Captain Royston and Mr. William Bentinck, who, with displeasure clearly marked upon his countenance, had followed the Prince's words to his host, joined him by the side of the dying man, of whom my view, as I stood modestly behind, was plainer than I could wish. Indeed it was a dreadful sight that I take no pleasure to recall. His Highness, bending down very tenderly, wiped the bloody foam from the tortured lips; the wandering eyes fixed themselves upon the face of the man they had watched to slay, and then: "The priest—the priest!" said the dying man.
"Poor fool!" muttered Count Schomberg in French; "he fondly hopes a priest might yet bring him to heaven."

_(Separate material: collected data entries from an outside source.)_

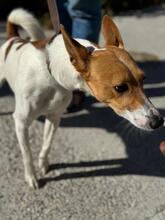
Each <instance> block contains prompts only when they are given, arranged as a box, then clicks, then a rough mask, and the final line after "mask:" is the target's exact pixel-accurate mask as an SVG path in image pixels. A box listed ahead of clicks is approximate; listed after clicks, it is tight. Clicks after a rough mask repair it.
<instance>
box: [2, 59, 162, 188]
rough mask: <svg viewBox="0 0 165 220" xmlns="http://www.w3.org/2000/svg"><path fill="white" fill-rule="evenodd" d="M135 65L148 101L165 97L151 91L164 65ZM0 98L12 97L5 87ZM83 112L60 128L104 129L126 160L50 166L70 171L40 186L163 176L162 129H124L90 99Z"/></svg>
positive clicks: (5, 87)
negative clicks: (118, 144) (121, 142)
mask: <svg viewBox="0 0 165 220" xmlns="http://www.w3.org/2000/svg"><path fill="white" fill-rule="evenodd" d="M139 65H140V66H141V67H142V68H143V69H144V71H145V73H146V75H147V79H146V83H147V84H150V88H149V89H146V93H147V94H148V95H149V96H150V97H156V96H165V88H164V87H160V88H155V87H154V85H155V84H159V83H162V82H165V62H164V61H149V62H141V63H139ZM0 94H1V96H5V95H11V94H12V93H11V92H10V90H9V89H8V87H7V86H6V85H5V87H3V88H2V89H1V90H0ZM162 101H163V98H162ZM85 108H86V109H87V114H82V115H81V114H80V115H77V114H75V115H74V114H73V115H72V116H70V117H64V118H63V119H62V122H61V127H81V128H83V127H84V128H85V127H88V128H90V127H91V128H92V127H97V128H101V129H105V130H106V131H107V132H110V133H116V134H117V135H118V136H119V137H120V138H121V139H122V141H123V143H124V145H125V150H126V153H127V158H119V159H114V160H101V161H83V162H79V163H60V164H52V165H51V166H50V170H54V169H56V170H58V169H65V168H70V169H71V171H70V172H66V173H65V172H64V173H63V174H61V175H60V176H57V177H52V178H51V177H46V178H44V179H41V184H45V183H46V182H49V181H55V180H56V181H57V180H64V179H73V178H82V177H84V178H85V177H97V176H113V175H128V174H136V175H147V176H159V177H164V176H165V158H164V157H163V156H162V155H161V153H160V151H159V144H160V142H161V141H162V140H164V139H165V128H161V129H158V130H156V131H154V132H150V133H149V132H142V131H139V130H138V129H136V128H134V127H132V126H131V125H129V126H127V125H126V124H127V123H126V121H125V120H124V123H123V122H121V121H123V119H121V118H120V117H118V116H117V115H116V114H115V113H113V111H112V110H111V109H109V108H107V107H99V106H98V105H97V102H96V100H95V99H94V98H92V97H87V98H86V101H85ZM160 111H161V113H162V115H163V116H165V109H160ZM3 114H4V113H2V114H1V113H0V117H1V115H3ZM9 114H10V112H9ZM98 138H99V137H98ZM112 144H113V143H112ZM111 147H113V146H111ZM116 150H117V149H116ZM74 168H82V171H79V172H77V171H76V172H75V171H74ZM86 168H89V169H88V171H84V170H85V169H86ZM83 169H84V170H83ZM90 169H91V170H90Z"/></svg>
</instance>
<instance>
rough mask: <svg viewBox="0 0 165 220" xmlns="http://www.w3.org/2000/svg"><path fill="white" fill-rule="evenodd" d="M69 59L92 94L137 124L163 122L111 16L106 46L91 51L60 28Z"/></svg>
mask: <svg viewBox="0 0 165 220" xmlns="http://www.w3.org/2000/svg"><path fill="white" fill-rule="evenodd" d="M61 32H62V35H63V39H64V43H65V46H66V49H67V51H68V53H69V56H70V60H71V62H72V64H73V65H74V67H75V68H76V70H77V71H78V72H79V73H80V74H81V76H82V78H83V79H84V80H85V82H86V84H87V86H88V88H89V90H90V91H91V94H92V95H93V96H95V97H96V99H98V100H99V101H101V102H104V103H106V104H107V105H108V106H109V107H111V108H112V109H113V110H114V111H115V112H116V113H117V114H119V115H120V116H122V117H124V118H126V119H128V120H129V121H130V122H131V123H133V124H134V125H135V126H137V127H139V128H141V129H145V130H152V129H155V128H157V127H159V126H161V125H162V124H163V119H162V117H161V116H160V114H159V112H158V111H157V110H156V108H155V107H154V106H153V105H152V103H151V102H150V101H149V99H148V98H147V97H146V96H145V94H144V90H143V80H144V73H143V71H142V70H141V69H140V68H139V67H138V66H137V65H136V63H135V61H134V60H133V59H132V57H131V56H130V54H129V53H128V52H127V51H126V50H125V48H124V44H123V40H122V38H121V35H120V32H119V30H118V28H117V26H116V25H115V24H114V22H113V21H112V19H111V18H110V17H109V16H104V17H103V20H102V32H103V36H104V39H105V47H104V48H100V49H96V50H93V51H92V52H91V51H90V50H89V49H88V48H86V47H84V46H82V45H81V44H79V43H78V42H77V41H76V40H74V39H72V38H71V37H70V36H69V35H68V34H67V33H66V31H65V29H64V28H63V26H62V27H61Z"/></svg>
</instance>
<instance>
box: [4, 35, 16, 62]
mask: <svg viewBox="0 0 165 220" xmlns="http://www.w3.org/2000/svg"><path fill="white" fill-rule="evenodd" d="M15 40H16V39H13V40H11V41H10V43H9V45H8V46H7V47H6V51H5V59H4V60H6V59H7V56H8V54H9V52H10V50H11V48H12V46H13V44H14V43H15Z"/></svg>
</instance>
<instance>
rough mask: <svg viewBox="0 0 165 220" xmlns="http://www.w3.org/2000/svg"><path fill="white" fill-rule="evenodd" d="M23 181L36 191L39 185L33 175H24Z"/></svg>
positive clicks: (35, 176) (36, 179) (29, 186)
mask: <svg viewBox="0 0 165 220" xmlns="http://www.w3.org/2000/svg"><path fill="white" fill-rule="evenodd" d="M25 181H26V182H27V184H28V185H29V187H30V188H32V189H38V188H39V184H38V181H37V178H36V176H35V175H25Z"/></svg>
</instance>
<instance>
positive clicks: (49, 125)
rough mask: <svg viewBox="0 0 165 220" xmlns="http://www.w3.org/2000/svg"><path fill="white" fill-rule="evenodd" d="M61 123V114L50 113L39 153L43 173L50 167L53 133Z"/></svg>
mask: <svg viewBox="0 0 165 220" xmlns="http://www.w3.org/2000/svg"><path fill="white" fill-rule="evenodd" d="M59 123H60V116H58V117H57V116H54V115H49V116H47V118H46V120H45V127H44V135H43V145H42V148H41V151H40V154H39V168H40V172H41V174H42V175H45V174H46V173H47V171H48V169H49V163H48V153H49V151H50V146H51V143H52V139H53V135H54V133H55V131H56V129H57V127H58V125H59Z"/></svg>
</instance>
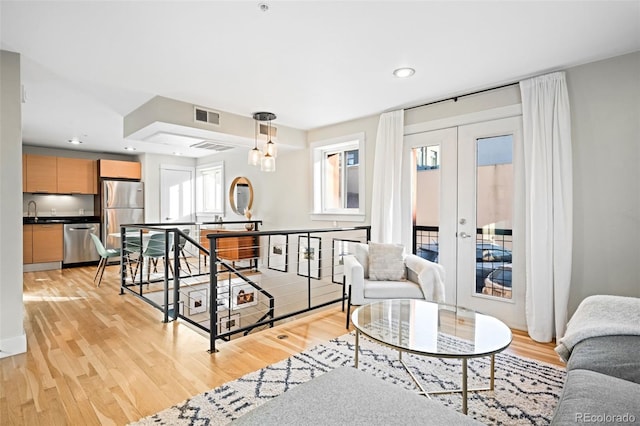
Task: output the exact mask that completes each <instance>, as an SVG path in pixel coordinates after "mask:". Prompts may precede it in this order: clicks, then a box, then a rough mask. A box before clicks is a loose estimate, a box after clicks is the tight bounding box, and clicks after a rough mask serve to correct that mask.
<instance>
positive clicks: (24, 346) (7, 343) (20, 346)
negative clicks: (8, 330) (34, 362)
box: [0, 333, 27, 359]
mask: <svg viewBox="0 0 640 426" xmlns="http://www.w3.org/2000/svg"><path fill="white" fill-rule="evenodd" d="M26 351H27V335H26V334H24V333H23V334H21V335H20V336H16V337H11V338H8V339H2V340H0V359H2V358H6V357H9V356H13V355H18V354H23V353H25V352H26Z"/></svg>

"The priest—the priest!" repeated the sufferer, but more faintly.
"A priest may at least smooth his passage from earth," said the Prince, very pitifully, when one stepped out from among the prisoners, saying: "I am a priest. If he needs the comfort of the Church——"
But the dying man interrupted his words. With a last effort he raised himself a little, and said in a stronger voice, but broken with gasping sobs: "It was the priest—it was he that brought me here—brought me to this. God's curse upon him!" And so he died.

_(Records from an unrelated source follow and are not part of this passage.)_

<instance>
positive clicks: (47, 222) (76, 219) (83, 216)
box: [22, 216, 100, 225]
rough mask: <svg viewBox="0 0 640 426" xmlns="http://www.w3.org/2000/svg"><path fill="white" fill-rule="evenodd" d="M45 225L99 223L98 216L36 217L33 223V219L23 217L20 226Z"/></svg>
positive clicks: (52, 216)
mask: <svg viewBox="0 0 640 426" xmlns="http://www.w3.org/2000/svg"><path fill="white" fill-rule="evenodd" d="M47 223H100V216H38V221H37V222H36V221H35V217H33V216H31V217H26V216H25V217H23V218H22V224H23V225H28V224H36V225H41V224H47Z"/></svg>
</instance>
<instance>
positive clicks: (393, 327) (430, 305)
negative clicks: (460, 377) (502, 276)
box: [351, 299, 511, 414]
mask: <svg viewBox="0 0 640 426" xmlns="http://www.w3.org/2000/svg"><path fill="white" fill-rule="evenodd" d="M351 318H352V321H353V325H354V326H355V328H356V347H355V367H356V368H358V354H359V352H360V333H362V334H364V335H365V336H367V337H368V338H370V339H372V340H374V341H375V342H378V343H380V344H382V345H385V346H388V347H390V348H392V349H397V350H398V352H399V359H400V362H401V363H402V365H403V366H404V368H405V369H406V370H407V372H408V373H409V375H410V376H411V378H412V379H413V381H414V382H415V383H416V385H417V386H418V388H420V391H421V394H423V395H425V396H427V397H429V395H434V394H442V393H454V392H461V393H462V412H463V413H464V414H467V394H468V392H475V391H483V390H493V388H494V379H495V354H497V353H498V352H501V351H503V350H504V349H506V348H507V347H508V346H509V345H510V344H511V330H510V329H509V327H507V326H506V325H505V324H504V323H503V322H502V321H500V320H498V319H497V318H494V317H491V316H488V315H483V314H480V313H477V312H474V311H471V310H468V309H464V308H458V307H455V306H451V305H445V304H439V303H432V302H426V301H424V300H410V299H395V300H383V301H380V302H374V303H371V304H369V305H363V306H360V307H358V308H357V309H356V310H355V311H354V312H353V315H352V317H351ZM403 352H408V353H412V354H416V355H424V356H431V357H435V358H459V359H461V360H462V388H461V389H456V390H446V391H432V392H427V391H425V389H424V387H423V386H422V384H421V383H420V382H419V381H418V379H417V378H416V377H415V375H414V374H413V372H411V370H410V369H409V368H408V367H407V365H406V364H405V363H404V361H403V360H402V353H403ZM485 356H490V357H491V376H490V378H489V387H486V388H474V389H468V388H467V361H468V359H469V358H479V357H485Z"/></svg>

But I marked that his eye had not fallen upon him that offered the comforts of religion. This man was tall and dark, of a countenance marked by great nobility, and expressive of a great sorrow, of which I could not readily determine whether the cause were constant or occasional, so suitable did it appear to the lines of a face at once ascetic and severe. There was that in his eyes, dark and deep set, moreover, that drew my gaze in a manner I could by no means account for—which is indeed little wonderful, seeing the man was my mother's son and my father's, and I knew it not. To myself I had just said that the man was not wicked, and but suffered for his evil company, when the Prince addressed him in tones very different from those I had hitherto heard him use: "You keep ill company, Sir Priest," he said.

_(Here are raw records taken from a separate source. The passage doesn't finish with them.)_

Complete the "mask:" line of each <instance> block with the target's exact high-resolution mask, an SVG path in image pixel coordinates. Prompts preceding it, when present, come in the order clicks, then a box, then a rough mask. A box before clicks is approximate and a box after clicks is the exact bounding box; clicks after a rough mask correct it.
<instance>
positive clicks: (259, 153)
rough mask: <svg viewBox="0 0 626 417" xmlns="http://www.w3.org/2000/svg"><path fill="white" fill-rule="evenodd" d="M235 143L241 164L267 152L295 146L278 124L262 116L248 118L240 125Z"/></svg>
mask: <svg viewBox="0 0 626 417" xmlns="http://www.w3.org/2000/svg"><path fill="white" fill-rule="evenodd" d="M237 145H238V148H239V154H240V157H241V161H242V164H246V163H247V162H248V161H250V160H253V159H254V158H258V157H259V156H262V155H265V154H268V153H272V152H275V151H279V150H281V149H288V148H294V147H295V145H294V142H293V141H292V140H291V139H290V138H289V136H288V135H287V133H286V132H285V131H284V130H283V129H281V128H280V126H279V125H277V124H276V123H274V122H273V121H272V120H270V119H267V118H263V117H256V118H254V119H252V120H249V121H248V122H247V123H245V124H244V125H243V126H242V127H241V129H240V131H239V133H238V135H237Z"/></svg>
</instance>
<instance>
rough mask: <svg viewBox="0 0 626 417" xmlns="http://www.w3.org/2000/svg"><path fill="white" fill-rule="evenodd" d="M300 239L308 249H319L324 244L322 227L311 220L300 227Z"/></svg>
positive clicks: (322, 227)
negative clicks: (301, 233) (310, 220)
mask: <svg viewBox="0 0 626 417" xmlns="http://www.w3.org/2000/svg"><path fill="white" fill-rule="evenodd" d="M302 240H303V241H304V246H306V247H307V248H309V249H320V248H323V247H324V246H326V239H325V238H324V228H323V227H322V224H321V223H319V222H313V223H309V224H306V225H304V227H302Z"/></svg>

There was a little pause ere the priest replied, while the two men gazed, each unyielding, in the other's eyes. Then: "That I am not of the company you find me in," said the priest, "is less strange than to find a Prince of Your Highness's descent and marriage alliance consorting with rebels and traitors. In good sooth, I took less pleasure in these misguided and hapless wretches," he went on, speaking with a scornful kind of pity, "than it appears Your Highness does make shift to find in his uncle's rebel subjects. But I will tell Your Highness, more for the satisfaction of my carnal sense of honor than in hope or wish to obtain credence of him, that I had no part or lot in this attempt at wicked murder. Your friends," he added, waving his hand in indication of the officers standing by, "will doubtless tell you that I neither struck blow nor carried weapon. For myself I will add that I knew not the purpose of their gathering."
"I do not believe you," said the Prince.
"I do not expect belief," said the priest, unruffled in his calm.
His Highness turned from him in a disgust I thought very discourteous, and at once directed Captain Royston to see them all under lock and key. And so the prisoners were hurried off to the house, and I stood wondering had I ever before set eyes on this naughty priest, when the Prince approached me, saying, as if nothing had interrupted our conversation: "I am sorry you have broke your sword, my pretty lad." And as he spoke there gathered around us some half-dozen of the officers and gentlemen that were there—Count Schomberg, to wit, and Mr. Bentinck, with him that we addressed as "Captain Jennings," and one that I was soon to know as M. de Rondiniacque, and some others. "But that loss," His Highness continued, "is easier repaired than the cleaving asunder of my poor brain-pan had been, which was like enough to come about, gentlemen, I take it, but for the lad here and his horse and sword."